We handle this call in the routes/products.jsfile.

The CSV file passed into the body of the API call is serialized using a base64 encoding Data URI scheme.

To deserialize the base64 encoded CSV file, we use the NPM package parse-data-uri. We also use the csv parser NPM package to iterate over each line of the CSV file.

You can find a sample CSV file we use here to feed our products table on the Live demo Github repository.

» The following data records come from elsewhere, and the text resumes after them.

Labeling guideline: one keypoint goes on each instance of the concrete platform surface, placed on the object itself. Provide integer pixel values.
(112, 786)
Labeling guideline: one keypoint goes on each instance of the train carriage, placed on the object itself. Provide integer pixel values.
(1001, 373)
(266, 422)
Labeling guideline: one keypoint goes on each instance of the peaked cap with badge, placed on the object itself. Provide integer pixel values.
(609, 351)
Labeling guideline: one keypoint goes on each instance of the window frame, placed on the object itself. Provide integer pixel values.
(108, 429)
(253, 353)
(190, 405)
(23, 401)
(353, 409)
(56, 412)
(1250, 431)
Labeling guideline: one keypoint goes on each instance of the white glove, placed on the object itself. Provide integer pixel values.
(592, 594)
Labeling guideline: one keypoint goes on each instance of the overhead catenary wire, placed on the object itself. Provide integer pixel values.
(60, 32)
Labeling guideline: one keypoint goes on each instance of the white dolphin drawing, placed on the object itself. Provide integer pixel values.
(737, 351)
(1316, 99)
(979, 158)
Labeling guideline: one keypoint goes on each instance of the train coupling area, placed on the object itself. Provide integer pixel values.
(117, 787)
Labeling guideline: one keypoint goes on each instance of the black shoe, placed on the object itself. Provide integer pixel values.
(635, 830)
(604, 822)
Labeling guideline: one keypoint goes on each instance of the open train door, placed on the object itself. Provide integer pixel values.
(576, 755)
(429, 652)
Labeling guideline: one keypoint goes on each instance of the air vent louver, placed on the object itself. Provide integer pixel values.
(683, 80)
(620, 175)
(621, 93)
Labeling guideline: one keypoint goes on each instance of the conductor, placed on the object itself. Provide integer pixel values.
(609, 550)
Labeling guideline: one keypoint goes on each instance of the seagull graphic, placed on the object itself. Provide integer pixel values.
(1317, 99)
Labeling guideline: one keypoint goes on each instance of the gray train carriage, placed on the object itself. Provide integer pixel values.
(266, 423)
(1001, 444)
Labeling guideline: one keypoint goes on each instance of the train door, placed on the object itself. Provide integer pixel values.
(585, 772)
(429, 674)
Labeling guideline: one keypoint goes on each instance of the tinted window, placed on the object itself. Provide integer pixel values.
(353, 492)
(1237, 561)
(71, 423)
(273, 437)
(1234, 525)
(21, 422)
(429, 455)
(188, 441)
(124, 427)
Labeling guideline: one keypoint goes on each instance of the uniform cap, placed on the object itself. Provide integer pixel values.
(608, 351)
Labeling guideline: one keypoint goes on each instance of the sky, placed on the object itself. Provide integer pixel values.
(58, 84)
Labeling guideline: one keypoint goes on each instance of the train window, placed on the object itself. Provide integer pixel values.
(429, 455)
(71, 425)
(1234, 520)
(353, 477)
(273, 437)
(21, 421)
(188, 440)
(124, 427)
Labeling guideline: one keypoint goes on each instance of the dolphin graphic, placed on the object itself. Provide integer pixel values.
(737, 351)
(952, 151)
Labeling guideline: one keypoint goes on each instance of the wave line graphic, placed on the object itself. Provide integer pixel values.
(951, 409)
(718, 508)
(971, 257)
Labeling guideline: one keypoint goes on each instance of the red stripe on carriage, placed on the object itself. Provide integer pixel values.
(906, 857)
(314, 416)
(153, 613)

You may find below the coding examples you need to make this Smart action work:

/forest/products.js
const Liana = require('forest-express-mongoose');
const models = require('../models');
Liana.collection('products', {
actions: [{
name: 'Import data',
endpoint: '/forest/products/actions/import-data',
type: 'global',
fields: [{
field: 'CSV file',
description: 'A semicolon separated values file stores tabular data (numbers and text) in plain text',
type: 'File',
isRequired: true
}, {
field: 'Type',
description: 'Specify the product type to import',
type: 'Enum',
enums: ['phone', 'dress', 'toy'],
isRequired: true
}]
}],
// ...
});
/routes/products.js
const P = require('bluebird');
const express = require('express');
const router = express.Router();
const Liana = require('forest-express-mongoose');
const faker = require('faker');
const parseDataUri = require('parse-data-uri');
const csv = require('csv');
const models = require('../models');
router.post('/products/actions/import-data', Liana.ensureAuthenticated,
(req, res) => {
let parsed = parseDataUri(req.body.data.attributes.values['CSV file']);
let productType = req.body.data.attributes.values['Type'];
csv.parse(parsed.data, { delimiter: ';' }, function (err, rows) {
if (err) {
res.status(400).send({
error: `Cannot import data: ${err.message}` });
} else {
return P
.each(rows, (row) => {
// Random price for the example purpose. In a real situation, the price
// should certainly be available in the CSV file.
let price = faker.commerce.price(5, 1000) * 100;
return models.products.create({
label: row[0],
price: price,
picture: row[1]
});
})
.then(() => {
res.send({ success: 'Data successfuly imported!' });
});
}
});
});
module.exports = router;

Uploading large files

For large file uploads, you should add an option in your Express Server in your app.js file:

app.use(bodyParser.urlencoded({ extended: true ,limit: '50mb' }));
app.use(bodyParser.json({ limit: '50mb' }));

If you're using rails, there is no native limitation, so no need to do anything.